The explosions in Lebanon reportedly killed 12 people, including two children, and wounded up to 2,800 others.

Iran-backed terror group Hezbollah has blamed Israel for the attack. Jerusalem has not commented.

Sole employee

At BAC Consulting’s registered postal address in a Budapest suburb, a woman told reporters that the two-story semi-detached building belongs to a company providing virtual business addresses.

Barsony-Arcidiacono appears to be the only employee of the company founded in 2022, according to legal documents consulted by AFP, which also report an annual revenue of 210 million forints ($590,000) and a profit of around 18 million forints.

On an archived version of a currently inaccessible website, the consultancy described itself as “agents of change with a network of consultants,” while Barsony-Arcidiacono touted her experience as a “strategic adviser” for international organizations.

The logo of Taiwanese company Gold Apollo is seen outside its office in New Taipei City on September 18, 2024. (Yan ZHAO / AFP)

The New York Times reported that about 3,000 pagers had been ordered from Gold Apollo, mostly its AR924 model.

“Our company only provides the brand trademark authorization and is not involved in the design or manufacturing of this product,” Gold Apollo said.

The company declined to comment further, citing ongoing investigations.

“We have assigned the case to the chief prosecutor of the national security team to actively investigate.

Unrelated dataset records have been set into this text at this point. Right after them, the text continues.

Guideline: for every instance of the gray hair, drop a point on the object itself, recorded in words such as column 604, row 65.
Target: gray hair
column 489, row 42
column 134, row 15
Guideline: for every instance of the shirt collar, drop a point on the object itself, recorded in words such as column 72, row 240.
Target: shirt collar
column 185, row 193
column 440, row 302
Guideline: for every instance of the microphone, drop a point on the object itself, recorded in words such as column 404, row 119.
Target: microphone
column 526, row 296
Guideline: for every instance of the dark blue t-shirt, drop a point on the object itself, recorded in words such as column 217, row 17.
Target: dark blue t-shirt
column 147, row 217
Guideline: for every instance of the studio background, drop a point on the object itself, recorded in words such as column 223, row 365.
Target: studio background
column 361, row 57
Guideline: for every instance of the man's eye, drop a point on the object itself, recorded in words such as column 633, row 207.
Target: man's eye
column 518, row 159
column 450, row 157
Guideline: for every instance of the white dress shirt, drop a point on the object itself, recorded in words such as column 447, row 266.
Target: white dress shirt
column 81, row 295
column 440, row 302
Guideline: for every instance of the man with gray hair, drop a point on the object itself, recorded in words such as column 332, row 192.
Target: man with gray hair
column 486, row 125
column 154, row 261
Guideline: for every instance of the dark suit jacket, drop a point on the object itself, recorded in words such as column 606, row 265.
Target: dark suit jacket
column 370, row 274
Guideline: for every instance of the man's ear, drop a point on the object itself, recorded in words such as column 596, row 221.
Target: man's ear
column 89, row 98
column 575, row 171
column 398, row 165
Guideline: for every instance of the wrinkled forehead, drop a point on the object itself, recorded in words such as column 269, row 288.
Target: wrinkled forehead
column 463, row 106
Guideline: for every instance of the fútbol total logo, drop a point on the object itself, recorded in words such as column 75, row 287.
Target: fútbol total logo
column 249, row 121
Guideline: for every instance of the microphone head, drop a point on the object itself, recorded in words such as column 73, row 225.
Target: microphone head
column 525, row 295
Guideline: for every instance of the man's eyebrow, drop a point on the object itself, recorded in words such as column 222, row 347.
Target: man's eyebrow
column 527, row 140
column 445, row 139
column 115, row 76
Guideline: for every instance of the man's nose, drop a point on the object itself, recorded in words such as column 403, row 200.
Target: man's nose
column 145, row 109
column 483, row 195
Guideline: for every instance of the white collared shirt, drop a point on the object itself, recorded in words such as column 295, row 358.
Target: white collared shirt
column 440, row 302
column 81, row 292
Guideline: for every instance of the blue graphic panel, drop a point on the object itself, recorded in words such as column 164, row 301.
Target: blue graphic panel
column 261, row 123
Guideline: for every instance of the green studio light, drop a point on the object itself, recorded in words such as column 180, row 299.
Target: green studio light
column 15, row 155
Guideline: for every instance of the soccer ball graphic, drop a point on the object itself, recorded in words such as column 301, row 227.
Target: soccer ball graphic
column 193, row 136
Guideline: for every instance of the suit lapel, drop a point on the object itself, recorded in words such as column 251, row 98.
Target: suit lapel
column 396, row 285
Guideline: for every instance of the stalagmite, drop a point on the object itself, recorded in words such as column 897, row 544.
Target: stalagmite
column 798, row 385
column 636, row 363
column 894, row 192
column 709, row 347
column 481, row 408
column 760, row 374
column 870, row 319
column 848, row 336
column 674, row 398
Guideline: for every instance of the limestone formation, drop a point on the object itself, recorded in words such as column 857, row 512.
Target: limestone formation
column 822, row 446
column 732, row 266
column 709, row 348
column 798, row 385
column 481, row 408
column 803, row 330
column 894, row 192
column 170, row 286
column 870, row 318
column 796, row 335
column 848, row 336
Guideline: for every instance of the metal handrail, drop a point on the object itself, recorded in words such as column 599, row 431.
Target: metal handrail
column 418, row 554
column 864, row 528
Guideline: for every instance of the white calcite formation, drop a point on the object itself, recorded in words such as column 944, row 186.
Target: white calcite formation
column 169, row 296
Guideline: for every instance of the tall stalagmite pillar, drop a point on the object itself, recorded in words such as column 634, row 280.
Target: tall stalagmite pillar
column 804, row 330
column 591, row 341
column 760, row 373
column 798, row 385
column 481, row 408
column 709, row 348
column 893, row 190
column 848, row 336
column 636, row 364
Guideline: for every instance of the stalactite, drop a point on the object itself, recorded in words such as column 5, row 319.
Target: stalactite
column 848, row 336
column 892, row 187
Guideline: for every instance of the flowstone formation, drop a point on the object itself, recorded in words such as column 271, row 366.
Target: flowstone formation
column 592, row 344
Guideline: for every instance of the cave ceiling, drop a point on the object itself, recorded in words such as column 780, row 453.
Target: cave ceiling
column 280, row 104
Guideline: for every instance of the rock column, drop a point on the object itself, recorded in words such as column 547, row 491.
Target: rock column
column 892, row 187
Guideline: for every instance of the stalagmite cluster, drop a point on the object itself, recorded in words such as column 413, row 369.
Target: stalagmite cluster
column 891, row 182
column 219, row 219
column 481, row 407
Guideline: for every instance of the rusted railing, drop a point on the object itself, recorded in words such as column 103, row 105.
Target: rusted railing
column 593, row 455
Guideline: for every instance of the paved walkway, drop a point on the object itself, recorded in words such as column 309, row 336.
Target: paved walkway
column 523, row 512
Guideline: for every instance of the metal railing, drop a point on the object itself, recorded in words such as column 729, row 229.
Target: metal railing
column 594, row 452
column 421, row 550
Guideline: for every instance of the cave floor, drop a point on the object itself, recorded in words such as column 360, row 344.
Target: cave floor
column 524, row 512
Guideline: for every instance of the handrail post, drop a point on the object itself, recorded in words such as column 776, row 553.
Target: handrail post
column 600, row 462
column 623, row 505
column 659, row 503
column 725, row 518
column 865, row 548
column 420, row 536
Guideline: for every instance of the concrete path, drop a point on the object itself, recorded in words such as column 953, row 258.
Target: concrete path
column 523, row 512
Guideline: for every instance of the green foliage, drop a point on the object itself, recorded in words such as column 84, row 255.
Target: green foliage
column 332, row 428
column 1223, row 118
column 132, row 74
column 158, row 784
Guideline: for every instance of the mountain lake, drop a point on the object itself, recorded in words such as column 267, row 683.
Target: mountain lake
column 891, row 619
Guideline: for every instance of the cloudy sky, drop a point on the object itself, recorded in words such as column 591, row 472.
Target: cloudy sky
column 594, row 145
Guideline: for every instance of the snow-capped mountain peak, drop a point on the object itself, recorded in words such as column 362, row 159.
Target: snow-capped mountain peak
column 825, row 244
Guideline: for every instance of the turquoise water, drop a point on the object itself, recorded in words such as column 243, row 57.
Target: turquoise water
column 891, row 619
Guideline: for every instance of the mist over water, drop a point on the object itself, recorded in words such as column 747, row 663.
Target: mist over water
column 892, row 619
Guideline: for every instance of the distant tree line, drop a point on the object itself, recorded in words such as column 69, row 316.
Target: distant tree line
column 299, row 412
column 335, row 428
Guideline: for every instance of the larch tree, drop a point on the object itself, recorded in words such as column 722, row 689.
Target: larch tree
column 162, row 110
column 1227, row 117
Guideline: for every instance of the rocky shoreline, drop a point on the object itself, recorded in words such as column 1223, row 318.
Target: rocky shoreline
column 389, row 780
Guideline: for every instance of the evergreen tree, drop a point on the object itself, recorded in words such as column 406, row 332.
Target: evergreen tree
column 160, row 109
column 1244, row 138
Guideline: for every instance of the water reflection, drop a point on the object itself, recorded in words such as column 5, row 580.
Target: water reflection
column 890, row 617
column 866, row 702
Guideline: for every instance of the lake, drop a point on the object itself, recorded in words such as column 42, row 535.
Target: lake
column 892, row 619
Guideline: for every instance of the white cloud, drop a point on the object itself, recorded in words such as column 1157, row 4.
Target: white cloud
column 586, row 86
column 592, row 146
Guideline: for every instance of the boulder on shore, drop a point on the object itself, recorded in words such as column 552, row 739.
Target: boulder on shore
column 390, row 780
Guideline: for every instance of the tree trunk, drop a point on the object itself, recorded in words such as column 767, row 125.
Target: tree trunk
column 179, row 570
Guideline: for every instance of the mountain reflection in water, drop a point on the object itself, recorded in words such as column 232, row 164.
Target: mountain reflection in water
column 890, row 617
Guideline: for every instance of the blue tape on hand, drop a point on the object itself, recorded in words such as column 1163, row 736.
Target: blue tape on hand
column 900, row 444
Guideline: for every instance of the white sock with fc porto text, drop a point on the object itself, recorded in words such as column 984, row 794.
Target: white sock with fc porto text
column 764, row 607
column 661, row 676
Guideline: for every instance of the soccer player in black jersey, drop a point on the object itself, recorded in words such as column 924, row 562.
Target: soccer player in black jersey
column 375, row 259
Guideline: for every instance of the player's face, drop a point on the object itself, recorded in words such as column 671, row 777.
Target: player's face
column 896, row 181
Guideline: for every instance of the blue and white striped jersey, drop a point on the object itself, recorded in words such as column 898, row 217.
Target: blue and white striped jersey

Our office will clarify the facts of the case as soon as possible,” Taipei’s Shilin District Prosecutors Office said in a statement.

“If there is any illegality involved, it will be severely punished in accordance with the law,” the office added.

A source close to Hezbollah, asking not to be identified, previously told AFP that “the pagers that exploded concern a shipment recently imported by Hezbollah of 1,000 devices,” which appear to have been “sabotaged at source.”

Three security sources told Reuters that the pagers that detonated were the latest model brought in by Hezbollah in recent months.

Hezbollah members began using pagers as a low-tech means to try and avoid Israeli tracking of their locations, two sources familiar with the group’s operations told Reuters earlier this year.

Hezbollah has been firing at Israel almost daily since October 8, 2023, following its ally Hamas’s cross-border terror onslaught the day before, which started the ongoing war in Gaza.

On Tuesday, just hours before the pager explosions, Israel’s security cabinet officially added as a war goal the safe return home of tens of thousands of citizens who were evacuated from their homes in Israel’s north when the war broke out. Also on Tuesday, the Shin Bet security service announced that it had foiled a Hezbollah plot to assassinate a former high-ranking defense official on Israeli soil, later revealed as former IDF chief Moshe Ya’alon.